Aware that many liberal Democrats are unhappy about the continuing
war, Obama has said the plan is to begin withdrawing US forces from
Afghanistan from July 2011.
The United States already plans to pull its troops from Iraq by the
end of next year.
Both wars began under George Bush, Obama's Republican
predecessor as president.
Supporters of the Kucinich resolution said it was time for
lawmakers to consider if they wanted to continue the nearly
nine-year-old war in Afghanistan in which about 1,000 US soldiers
have been killed and hundreds of billions of dollars have been
spent.
"Unless this Congress acts to claim its constitutional
responsibility, we will stay in Afghanistan for a very, very long
time at great cost to our troops and to our national priorities,"
Kucinich said.
Detractors argued the United States could not withdraw from
Afghanistan before the government there was able to provide
security because the Taliban could then provide safe haven for al
Qaeda once again.
"I'm keenly aware that even if we remain in Afghanistan - and here
I want to emphasize this - there's no guarantee that we will
prevail in our fight against al Qaeda. But if we don't try, we are
guaranteed to fail," said Representative Howard Berman, the
Democratic chairman of the House Foreign Affairs Committee.
"Abandoning Afghanistan just when a new strategy and a new
leadership has begun to bear fruit I think would be a mistake,"
said House Democratic Leader Steny Hoyer.
Frustrated liberals tired of war
Congress passed a resolution authorizing military force in
Afghanistan in 2001 after the September 11 attacks by al Qaeda on
the United States.
But Kucinich said the 2001 vote was not intended to endorse
unending war at an ever-rising price.
His resolution would have directed Obama to bring US forces home
by the end of this year at the latest.
Some Democrats expressed sympathy but did not back the measure
because it was brought under the provisions of the 1973 War Powers
Act, a Vietnam-era law they said did not apply to a war like
Afghanistan that Congress had authorized.
Democratic Representative Gary Ackerman suggested that war
opponents should instead vote against funding the war.
Congress is expected to act on the Obama administration's
request for $47 billion to pay for the troop surge later this
year.
Frustrated liberals said they were tired of war and of the argument
that pulling out would dishonour those who died.

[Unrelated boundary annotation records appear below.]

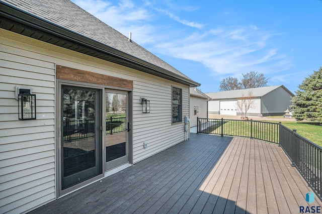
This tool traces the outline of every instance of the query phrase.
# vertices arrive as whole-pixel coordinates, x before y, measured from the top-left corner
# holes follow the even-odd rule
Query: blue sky
[[[320,0],[72,0],[204,92],[251,71],[294,92],[322,66]]]

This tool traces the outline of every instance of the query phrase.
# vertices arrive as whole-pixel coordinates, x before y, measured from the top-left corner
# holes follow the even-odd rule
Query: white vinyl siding
[[[25,212],[56,198],[55,64],[133,81],[133,163],[184,141],[183,122],[172,123],[171,88],[182,89],[183,119],[188,86],[3,29],[0,35],[0,212]],[[36,94],[36,120],[18,120],[16,85]],[[150,100],[150,113],[142,113],[140,97]]]
[[[149,81],[146,81],[149,79]],[[155,81],[157,80],[157,81]],[[134,81],[133,89],[133,163],[136,163],[185,140],[183,122],[172,124],[172,86],[170,81],[161,84],[162,79],[145,77],[145,81]],[[189,87],[182,89],[182,118],[189,115]],[[140,97],[150,100],[150,113],[142,113]],[[147,147],[143,147],[143,142]]]
[[[190,96],[190,128],[197,126],[197,118],[208,118],[208,107],[207,99]],[[194,114],[194,107],[198,106],[198,115]]]
[[[0,37],[0,212],[55,198],[55,64]],[[15,87],[36,94],[36,120],[18,120]]]

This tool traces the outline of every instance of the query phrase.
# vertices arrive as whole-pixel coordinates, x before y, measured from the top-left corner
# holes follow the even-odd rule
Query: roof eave
[[[156,65],[0,2],[0,28],[176,82],[200,84]],[[36,33],[36,34],[35,34]],[[37,34],[37,37],[35,36]],[[68,45],[66,45],[68,44]]]

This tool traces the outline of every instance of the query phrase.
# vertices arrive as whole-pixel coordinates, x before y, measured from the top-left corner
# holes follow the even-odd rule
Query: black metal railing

"We've got to double down on a bad policy to protect the honor of
those who have already died? I don't think so," said Democrat
Patrick Kennedy.
John Duncan, one of the handful of Republicans supporting the
pullout resolution, argued there was nothing conservative about the
war in Afghanistan.
"Fiscal conservatives should be the most horrified about the
hundreds of billions that have been spent over there," he said.